Was das Gesetz nicht ersetzt, ist der Kampf um die Rechte derer, die mit ihm nicht gemeint sind.

Deutschland ist auch im Umgang mit Migration ein gespaltenes Land. Das betrifft nicht nur die Haltung der Bevölkerung oder der Parteien, sondern auch die innere Staatslogik. Gefangen in einer nationalen Schizophrenie, kämpfen die nackte Abwehr von Migranten und die von der Wirtschaft getriebene Einsicht in die eigenen Bedürfnisse als Grundimpulse um Vorherrschaft. Absehbar ist, dass die Migrationsbefürwortung letzten Endes siegt, weil die Interessen der Wirtschaft, die ohne Blutzufuhr der Migration nicht zu befriedigen sind, stärker sein werden. Es handelt sich um die ganz normale Spaltung und Auslese, die zum Wesen dieser Gesellschaft gehört und ihr Funktionieren sichert. Den Preis zahlen in diesem wie in allen anderen Fällen die Chancenlosen - Inländer und Ausländer gleichermaßen, die Bildungsfernen etwa und die Flüchtlinge.

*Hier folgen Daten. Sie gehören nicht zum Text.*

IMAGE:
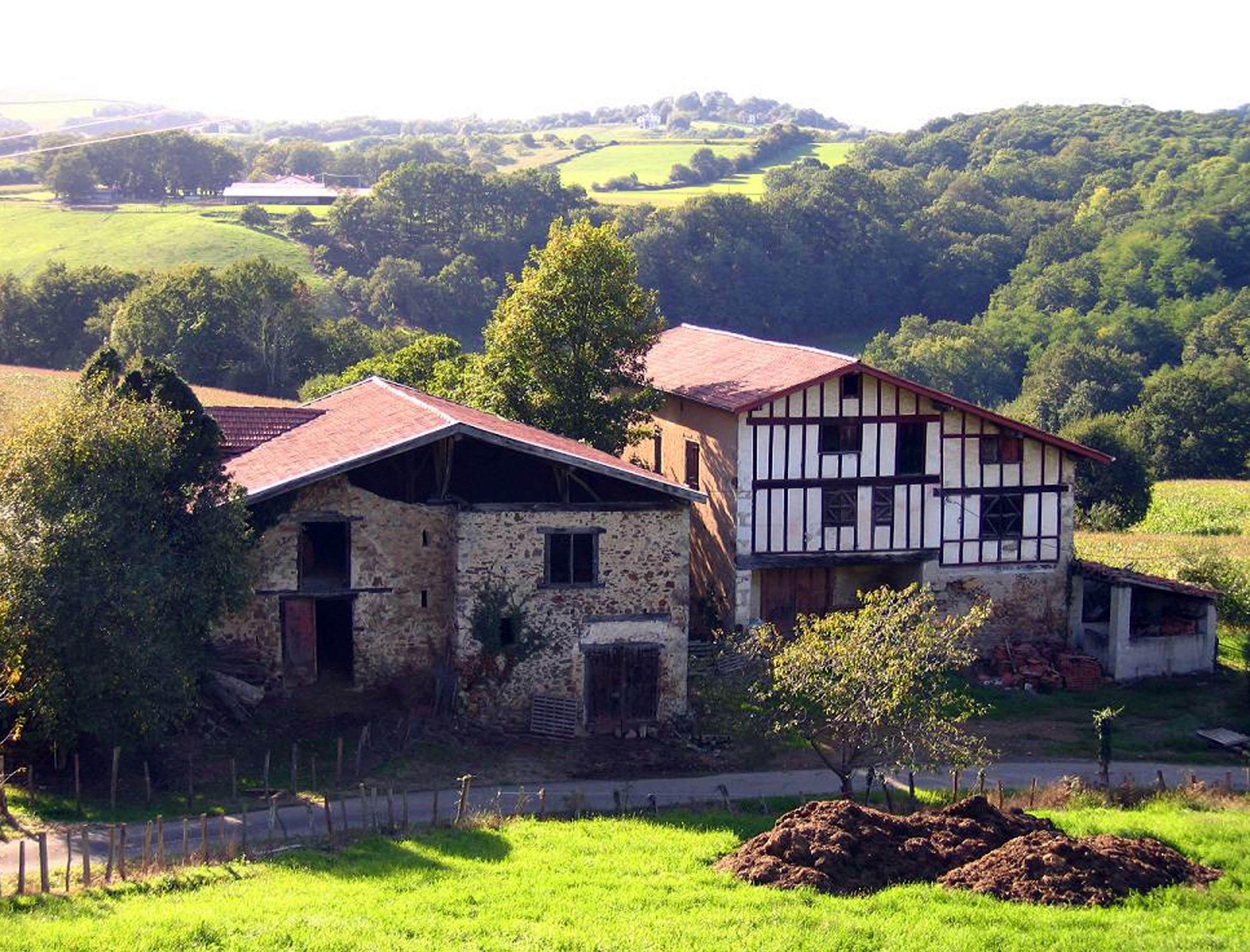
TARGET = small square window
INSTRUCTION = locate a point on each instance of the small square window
(842, 438)
(572, 559)
(1002, 449)
(1002, 515)
(883, 506)
(839, 507)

Spricht dies für oder gegen ein Einwanderungsgesetz? Das Gesetz bringt Ordnung in das bestehende Paragrafenwirrwarr, schafft weitere Erleichterungen für Zuwanderung - schon jetzt ist Deutschland längst eines der zuwanderungsfreundlichen Länder, was die Fachkräftezuwanderung betrifft - und es wird langfristig zur Toleranz gegenüber Migration beitragen. Ob gut oder schlecht, dies ist der Gang der Dinge. Spaltungen verringert das Gesetz nicht, es folgt vielmehr der Tendenz ihrer Globalisierung. Was daraus folgt, ist offen. Spaltung der Linken? Aufstand der Rechten? Liberalisierung? Was das Gesetz nicht ersetzt, ist der Kampf um die Rechte derer, die mit ihm nicht gemeint sind.